When Polk met lens – It Happened Today, February 14, 2017

Ah, the wonders of the steam age. Including that on February 14 back in 1849, James Knox Polk became the first sitting president of the United States to have his photograph taken.

If you’re wondering why he was in office on that date, it’s because prior to the New Deal with its air of constant crisis there was a four-month period between an election and the swearing in of the new president.

Oh, you didn’t mean it that way? You were wondering why somebody called James Polk was ever President? And in his defence I should note first that Polk was elected in 1844 in something of an upset, both as Democratic nominee and then as president, on the pledge to serve only a single term. So he did not run in 1848. (He then enjoyed the shortest retirement of any president, dying of cholera on June 15, 1849.)

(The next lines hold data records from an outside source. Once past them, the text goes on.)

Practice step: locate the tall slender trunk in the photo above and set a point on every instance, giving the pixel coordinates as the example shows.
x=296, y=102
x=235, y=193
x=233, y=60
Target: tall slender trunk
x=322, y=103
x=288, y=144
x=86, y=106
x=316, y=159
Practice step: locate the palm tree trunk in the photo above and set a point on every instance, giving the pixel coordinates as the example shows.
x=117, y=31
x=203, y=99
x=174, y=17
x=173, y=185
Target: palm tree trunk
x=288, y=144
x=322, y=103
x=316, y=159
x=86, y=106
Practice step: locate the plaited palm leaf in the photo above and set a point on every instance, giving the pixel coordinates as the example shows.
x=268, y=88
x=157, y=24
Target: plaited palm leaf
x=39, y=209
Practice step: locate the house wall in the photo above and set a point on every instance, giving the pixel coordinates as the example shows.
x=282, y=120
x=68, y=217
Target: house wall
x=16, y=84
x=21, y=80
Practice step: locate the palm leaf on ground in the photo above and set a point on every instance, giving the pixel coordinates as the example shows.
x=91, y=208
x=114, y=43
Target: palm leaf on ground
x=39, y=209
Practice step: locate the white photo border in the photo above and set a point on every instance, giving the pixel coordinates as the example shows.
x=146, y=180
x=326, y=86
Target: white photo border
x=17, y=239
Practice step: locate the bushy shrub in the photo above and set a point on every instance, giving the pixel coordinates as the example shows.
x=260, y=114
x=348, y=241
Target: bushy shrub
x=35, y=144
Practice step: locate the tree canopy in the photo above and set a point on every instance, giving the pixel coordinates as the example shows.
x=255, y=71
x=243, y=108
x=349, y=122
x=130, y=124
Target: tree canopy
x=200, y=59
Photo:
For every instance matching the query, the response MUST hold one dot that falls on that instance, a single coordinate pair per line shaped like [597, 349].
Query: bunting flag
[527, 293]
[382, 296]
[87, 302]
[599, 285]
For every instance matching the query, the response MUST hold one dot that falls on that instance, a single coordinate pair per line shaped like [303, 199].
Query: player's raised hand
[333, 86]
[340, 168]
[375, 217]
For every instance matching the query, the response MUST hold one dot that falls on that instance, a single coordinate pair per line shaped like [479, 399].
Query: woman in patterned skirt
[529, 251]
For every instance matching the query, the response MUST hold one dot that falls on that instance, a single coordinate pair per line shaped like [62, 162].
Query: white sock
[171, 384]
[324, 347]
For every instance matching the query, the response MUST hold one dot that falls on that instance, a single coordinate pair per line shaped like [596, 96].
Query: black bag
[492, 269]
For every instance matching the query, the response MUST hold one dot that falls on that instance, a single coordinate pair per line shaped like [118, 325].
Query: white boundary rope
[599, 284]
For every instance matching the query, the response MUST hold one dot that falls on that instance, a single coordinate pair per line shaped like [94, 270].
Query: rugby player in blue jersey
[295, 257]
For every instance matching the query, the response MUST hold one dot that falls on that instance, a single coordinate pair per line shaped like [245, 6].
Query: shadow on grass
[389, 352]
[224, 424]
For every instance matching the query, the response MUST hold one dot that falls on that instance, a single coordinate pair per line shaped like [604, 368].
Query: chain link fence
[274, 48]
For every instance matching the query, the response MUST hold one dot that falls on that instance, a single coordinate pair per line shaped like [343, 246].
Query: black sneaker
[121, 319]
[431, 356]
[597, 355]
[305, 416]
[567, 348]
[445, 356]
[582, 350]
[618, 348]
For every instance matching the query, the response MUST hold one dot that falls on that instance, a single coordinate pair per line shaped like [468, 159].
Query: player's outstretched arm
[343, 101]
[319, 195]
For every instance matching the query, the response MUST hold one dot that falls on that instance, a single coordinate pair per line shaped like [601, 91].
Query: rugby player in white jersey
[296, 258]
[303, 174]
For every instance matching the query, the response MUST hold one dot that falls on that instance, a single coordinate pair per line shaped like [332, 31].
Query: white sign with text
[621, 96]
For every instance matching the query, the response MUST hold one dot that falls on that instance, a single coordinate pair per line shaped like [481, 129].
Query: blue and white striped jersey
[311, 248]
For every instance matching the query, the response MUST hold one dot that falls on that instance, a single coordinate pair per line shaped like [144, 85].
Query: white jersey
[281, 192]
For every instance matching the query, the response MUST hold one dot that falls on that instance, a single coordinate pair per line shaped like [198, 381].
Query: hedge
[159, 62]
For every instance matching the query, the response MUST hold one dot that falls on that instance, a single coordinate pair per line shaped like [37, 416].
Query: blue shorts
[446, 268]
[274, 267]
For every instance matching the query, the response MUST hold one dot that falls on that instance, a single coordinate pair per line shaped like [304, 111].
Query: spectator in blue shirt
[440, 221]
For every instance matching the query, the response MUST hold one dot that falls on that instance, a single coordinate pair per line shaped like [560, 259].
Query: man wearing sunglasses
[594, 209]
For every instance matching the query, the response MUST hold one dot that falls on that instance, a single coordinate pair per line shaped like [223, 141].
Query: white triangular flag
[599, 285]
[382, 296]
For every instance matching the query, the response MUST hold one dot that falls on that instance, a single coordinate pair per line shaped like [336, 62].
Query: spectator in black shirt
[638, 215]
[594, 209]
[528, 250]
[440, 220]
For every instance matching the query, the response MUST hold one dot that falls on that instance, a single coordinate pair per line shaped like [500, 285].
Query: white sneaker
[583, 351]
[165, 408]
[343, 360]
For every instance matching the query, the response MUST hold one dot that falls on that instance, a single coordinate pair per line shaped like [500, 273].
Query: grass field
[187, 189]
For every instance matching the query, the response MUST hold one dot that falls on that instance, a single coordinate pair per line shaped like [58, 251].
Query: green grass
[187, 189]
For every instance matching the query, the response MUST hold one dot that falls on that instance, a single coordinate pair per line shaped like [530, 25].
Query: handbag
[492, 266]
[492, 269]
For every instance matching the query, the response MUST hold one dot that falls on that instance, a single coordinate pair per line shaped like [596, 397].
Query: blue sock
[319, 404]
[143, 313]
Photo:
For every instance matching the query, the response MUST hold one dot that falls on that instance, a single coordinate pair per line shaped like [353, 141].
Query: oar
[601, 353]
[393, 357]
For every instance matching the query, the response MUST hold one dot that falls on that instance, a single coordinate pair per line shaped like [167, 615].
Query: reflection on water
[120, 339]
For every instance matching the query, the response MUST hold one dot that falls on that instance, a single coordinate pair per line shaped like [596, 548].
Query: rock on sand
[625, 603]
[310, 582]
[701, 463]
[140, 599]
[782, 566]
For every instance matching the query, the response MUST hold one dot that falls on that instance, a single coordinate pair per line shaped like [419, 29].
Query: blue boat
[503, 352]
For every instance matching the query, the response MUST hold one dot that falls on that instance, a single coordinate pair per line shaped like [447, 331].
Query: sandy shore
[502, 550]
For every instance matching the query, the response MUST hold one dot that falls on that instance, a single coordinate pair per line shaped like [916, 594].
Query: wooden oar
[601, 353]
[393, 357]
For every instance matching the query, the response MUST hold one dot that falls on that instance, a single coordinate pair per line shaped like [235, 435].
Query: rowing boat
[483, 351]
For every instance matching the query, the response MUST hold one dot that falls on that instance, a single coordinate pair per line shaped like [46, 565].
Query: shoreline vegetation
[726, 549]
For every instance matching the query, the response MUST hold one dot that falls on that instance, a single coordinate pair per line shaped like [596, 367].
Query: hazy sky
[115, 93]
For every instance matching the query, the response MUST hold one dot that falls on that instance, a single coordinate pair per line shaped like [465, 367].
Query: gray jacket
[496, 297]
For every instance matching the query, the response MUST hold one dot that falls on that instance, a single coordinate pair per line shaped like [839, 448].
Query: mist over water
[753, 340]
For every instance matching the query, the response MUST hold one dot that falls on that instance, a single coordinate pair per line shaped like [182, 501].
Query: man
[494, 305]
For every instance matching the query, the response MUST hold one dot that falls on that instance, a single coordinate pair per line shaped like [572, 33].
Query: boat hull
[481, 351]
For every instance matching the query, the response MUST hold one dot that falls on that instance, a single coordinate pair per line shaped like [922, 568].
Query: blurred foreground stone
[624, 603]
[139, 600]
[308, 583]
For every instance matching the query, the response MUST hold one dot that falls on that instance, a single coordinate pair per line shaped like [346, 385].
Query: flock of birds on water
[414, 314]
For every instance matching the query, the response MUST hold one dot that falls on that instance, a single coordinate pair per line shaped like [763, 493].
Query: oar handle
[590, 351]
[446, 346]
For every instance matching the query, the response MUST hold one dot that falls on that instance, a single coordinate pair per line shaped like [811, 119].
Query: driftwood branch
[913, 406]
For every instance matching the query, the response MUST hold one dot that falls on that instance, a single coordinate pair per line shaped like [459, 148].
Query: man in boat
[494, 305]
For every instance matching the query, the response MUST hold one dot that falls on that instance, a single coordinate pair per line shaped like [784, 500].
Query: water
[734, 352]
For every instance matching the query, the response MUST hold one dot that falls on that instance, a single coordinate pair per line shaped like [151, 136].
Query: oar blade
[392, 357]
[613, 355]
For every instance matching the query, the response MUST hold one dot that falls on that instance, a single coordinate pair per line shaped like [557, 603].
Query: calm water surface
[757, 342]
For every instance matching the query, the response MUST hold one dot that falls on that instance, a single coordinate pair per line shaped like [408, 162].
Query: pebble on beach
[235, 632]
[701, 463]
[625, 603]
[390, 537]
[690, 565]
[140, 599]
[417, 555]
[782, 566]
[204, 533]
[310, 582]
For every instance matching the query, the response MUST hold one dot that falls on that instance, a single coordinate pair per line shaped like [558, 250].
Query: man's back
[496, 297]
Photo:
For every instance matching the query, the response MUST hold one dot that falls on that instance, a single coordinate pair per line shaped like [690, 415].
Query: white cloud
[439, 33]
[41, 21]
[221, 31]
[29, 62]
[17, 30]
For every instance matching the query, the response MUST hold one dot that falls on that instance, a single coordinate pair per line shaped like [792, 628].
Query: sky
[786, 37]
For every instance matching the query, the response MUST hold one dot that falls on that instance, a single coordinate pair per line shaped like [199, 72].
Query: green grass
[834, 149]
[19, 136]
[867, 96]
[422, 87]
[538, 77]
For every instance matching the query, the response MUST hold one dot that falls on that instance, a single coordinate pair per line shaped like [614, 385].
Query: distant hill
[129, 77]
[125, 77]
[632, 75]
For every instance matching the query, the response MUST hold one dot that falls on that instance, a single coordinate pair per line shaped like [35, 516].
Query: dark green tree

Can I say anything else nice about him? Well, he was also elected in part on his pledge to annex Texas which he did, and the United States has generally been better for it. And historians generally credit him with having been a very successful president for having managed to garner support for and pass virtually everything on his agenda. On the other hand, like every other president between roughly John Tyler and James Buchanan, he stands indicted of having failed to halt the drift into bloody civil war.

As for his photo, it’s a somewhat grim affair. But in addition to the expectation that statesmen would look vaguely statesmanlike back then, there was the need to sit very still while primitive film gradually absorbed your image.

It’s a long way from the modern selfie. But in some sense the journey began with Polk.

As I said, the wonders of the steam age.